DELİLLER, DELİLLERİN DEĞERLENDİRİLMESİ VE GEREKÇE :
Dosyada delil olarak; dava dilekçesi ve ekleri, cevap dilekçesi ve ekleri, BA ve BS Formları, beyan dilekçeleri, İstanbul .. İcra Müdürlüğü’nün … Esas sayılı dosyası UYAP mündericatı, bilirkişi raporu ve tüm dosya kapsamı bulunmaktadır.
Mahkememizde açılan dava öncelikle, görev, yetki, taraf sıfatı ve diğer dava şartları açısından incelenmiş ve mahkememizin görevli ve yetkili olduğu ve ayrıca diğer dava şartlarının da bulunduğu anlaşılmış olduğundan davanın esasına geçilmiştir.
Dosyamız mündericatında yer alan, İstanbul … İcra Müdürlüğü’nün … Esas sayılı dosyasının incelenmesinde, davalı/alacaklının, davacı/borçlu hakkında, iki adet fatura (Toplam miktarları: 36.830,08 TL) dayanak gösterilmek suretiyle, 23.870,08-TL asıl alacak ile 36,68 TL işlemiş faiz ve 471,03 TL işlemiş faiz olmak üzere toplam; 27.337,79-TL alacağın tahsili için ilamsız icra takibi yaptığı görülmüştür.

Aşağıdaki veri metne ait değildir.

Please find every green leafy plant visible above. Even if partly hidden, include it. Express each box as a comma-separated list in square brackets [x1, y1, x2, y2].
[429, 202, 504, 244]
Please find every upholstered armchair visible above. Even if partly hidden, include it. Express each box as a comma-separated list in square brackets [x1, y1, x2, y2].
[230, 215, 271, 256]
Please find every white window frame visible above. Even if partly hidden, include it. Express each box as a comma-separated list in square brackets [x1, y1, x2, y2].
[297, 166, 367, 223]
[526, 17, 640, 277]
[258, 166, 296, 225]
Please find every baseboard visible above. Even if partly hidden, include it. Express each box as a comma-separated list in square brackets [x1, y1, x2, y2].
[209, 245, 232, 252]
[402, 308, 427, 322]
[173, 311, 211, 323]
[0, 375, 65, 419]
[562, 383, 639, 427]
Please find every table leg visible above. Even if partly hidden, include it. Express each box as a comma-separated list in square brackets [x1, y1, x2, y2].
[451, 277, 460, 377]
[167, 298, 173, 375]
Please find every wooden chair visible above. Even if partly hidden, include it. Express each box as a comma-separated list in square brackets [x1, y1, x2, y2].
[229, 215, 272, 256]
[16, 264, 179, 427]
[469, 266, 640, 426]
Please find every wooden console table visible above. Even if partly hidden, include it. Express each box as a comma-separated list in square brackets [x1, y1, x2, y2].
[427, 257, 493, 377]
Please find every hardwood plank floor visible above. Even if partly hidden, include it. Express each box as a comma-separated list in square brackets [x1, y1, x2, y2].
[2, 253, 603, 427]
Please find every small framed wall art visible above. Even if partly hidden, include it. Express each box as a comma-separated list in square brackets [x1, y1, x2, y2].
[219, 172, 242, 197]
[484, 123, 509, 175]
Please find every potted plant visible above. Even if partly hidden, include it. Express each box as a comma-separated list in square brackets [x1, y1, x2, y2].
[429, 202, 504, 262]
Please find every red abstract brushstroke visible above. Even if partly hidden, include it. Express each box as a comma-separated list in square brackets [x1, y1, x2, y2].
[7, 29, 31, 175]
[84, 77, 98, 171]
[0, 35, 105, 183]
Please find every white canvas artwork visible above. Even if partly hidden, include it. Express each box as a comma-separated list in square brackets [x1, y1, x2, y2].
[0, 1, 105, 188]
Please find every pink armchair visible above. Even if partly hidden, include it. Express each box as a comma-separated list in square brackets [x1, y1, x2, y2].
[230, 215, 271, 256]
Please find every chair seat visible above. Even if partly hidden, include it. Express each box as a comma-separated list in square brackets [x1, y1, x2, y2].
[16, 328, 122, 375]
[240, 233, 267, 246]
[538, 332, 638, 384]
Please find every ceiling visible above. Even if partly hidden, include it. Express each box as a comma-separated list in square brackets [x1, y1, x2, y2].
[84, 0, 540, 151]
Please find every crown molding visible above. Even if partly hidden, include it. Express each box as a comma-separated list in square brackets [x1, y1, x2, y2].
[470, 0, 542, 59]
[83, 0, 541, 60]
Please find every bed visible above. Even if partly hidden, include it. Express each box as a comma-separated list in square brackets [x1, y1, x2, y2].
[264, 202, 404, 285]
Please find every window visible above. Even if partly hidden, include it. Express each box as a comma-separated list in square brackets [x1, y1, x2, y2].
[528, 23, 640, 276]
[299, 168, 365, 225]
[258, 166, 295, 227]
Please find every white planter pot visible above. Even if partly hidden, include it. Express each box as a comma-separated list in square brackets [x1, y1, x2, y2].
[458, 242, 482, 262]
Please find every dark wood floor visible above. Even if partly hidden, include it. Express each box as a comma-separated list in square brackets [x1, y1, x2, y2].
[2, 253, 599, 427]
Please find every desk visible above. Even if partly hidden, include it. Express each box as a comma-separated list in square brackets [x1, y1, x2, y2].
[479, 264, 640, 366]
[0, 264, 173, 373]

Dava; davacı yanın İstanbul … İcra Müdürlüğü’nün … Esas sayılı dosyasından dolayı davalı yana borçlu bulunmadığının tespiti ile kötü niyet tazminatına hükmedilmesi ve peşin ödenen ancak karşılığında hizmet alınmadığı iddia olunan 10.000,00 TL’nin Sebepsiz Zenginleşme hükümleri gereği tahsili istemlerine ilişkindir.
Dava konusu somut olayda öncelikle, ispat külfetinin hangi tarafta olduğunun tespit edilmesi gerekmektedir.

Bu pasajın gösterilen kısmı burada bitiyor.